The emerging findings of the Ockenden Review into Maternity Services at Shrewsbury and Telford Hospital NHS Trust, have been published today.
Launched in 2017, the Ockenden review has so far investigated 250 out of the 1,832 cases which have been referred to it, meeting with families affected by maternity care at the Trust between 2000 and 2018.
The review of maternity care at the Trust was prompted by concerns raised in relation to the deaths of babies and mothers whilst in its care and the findings reveal a catalogue of failings such as poor monitoring of babies, failures to investigate baby deaths and poor treatment of the babies’ families.
At this stage, the review has identified seven ‘immediate and essential actions’ which it requests are implemented at The Shrewsbury and Telford Hospital NHS Trust, and recommends that they are also considered by all maternity units across the country.

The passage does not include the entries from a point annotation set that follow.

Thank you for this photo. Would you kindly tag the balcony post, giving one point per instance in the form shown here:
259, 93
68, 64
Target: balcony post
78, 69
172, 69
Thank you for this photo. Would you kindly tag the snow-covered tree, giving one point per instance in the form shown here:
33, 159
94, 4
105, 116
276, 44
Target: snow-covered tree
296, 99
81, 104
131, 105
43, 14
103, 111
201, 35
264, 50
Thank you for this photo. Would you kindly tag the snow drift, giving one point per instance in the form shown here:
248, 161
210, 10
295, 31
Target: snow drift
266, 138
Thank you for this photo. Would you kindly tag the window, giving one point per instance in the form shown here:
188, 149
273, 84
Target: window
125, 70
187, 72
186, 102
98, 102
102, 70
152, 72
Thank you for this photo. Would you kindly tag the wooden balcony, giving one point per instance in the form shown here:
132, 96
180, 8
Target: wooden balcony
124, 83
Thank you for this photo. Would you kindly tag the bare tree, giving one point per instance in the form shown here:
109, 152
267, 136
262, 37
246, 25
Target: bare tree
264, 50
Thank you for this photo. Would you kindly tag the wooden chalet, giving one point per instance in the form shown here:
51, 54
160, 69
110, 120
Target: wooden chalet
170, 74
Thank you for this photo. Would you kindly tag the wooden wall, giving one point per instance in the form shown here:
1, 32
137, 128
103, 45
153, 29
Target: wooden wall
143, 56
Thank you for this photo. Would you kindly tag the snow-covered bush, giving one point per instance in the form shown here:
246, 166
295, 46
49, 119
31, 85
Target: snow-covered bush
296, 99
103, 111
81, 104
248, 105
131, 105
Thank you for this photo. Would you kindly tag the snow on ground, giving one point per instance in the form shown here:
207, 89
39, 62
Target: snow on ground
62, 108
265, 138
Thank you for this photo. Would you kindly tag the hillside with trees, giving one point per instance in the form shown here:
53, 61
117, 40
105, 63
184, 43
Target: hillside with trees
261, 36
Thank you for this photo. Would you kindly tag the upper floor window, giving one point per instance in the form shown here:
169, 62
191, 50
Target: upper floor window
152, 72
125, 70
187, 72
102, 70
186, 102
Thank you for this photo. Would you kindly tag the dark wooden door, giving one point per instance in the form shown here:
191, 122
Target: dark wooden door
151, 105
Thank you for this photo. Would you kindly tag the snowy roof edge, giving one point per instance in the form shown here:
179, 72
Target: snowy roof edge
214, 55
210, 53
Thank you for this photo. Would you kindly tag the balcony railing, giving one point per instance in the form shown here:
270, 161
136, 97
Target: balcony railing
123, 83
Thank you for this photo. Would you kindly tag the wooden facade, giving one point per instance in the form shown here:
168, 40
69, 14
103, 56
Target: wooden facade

These seven actions ‘to improve care and safety in maternity services’ address the following themes:
• Enhanced safety
• Listening to women and families
• Staff training and working together
• Managing complex pregnancy
• Risk Assessment throughout pregnancy
• Monitoring fetal well-being
• Informed Consent
Donna Ockenden, the senior midwife leading the review was reported by the BBC as commenting that the above actions should ‘improve maternity care, not just at this Trust (SaTH) but across England so that the experiences women and families have described to us are not replicated elsewhere.’